My partner and I are hoping to make our own vivs soon and was wondering if you knew where we could get the glass about?

Thanks, sorry I can't answer your question.


----------



## SaichyBoy (Mar 13, 2008)

You can order these viv glass handles from Viv builder... Thier website is Viv Builder, supplying vivariums to UK Reptile Hobbyists...


----------



## Athravan (Dec 28, 2006)

I get them on ebay.


----------



## murphy27 (Aug 9, 2007)

ebay, or local hardware shops - they are far cheaper than ebay


----------



## anubis & crystal (Feb 25, 2007)

Just ask your local glazier, they normally stock them, and they'll be cheap!


----------



## west-coast-reptiles (Mar 2, 2008)

we can order viv door handles for anyone needing them, they are not on our site yet as they would come from a different supplier but, we can get them!!

thanks

WCR


----------



## tina b (Oct 3, 2007)

are these the type .....if so i can get these at £2. per pair
self adhesive....


----------



## Mujician (Mar 7, 2007)

The place where I got my glass from cut out a chunk of glass as a handle - I've found with age the stick on things seem to come off and leave sticky mess all ove the glass.
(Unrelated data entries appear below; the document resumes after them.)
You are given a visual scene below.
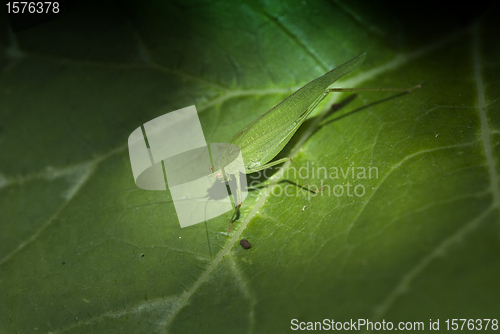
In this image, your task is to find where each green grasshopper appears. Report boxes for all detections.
[211,52,420,232]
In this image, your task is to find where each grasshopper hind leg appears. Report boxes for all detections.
[227,203,241,236]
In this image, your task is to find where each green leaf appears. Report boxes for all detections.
[0,1,500,333]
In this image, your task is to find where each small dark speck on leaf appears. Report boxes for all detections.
[240,239,252,249]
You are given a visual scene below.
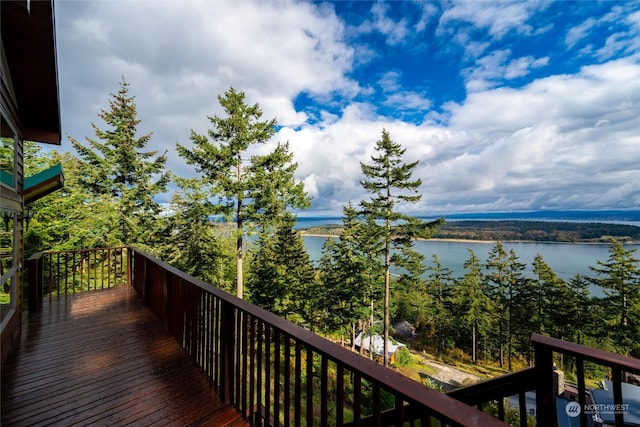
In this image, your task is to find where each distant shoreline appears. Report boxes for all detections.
[298,229,640,245]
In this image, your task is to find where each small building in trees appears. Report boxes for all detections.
[0,0,63,362]
[354,332,406,364]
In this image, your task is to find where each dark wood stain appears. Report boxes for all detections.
[0,286,248,426]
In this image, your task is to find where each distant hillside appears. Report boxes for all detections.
[433,220,640,242]
[302,220,640,243]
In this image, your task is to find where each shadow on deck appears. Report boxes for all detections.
[0,286,248,426]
The grooves are quite small and make an altogether more pleasing viv to look IMHO! To get glass done in this way for my 36"x15" cost me twelve quid!


----------



## Mujician (Mar 7, 2007)

SaichyBoy said:


> You can order these viv glass handles from Viv builder... Thier website is Viv Builder, supplying vivariums to UK Reptile Hobbyists...


I tried contacting them, left my phone number with them and emailed, but haven't heard back yet - that was about november.


----------



## markandwend (Jan 28, 2007)

I do them for £2 a pair and thats including delivery, in black, white and clear.


----------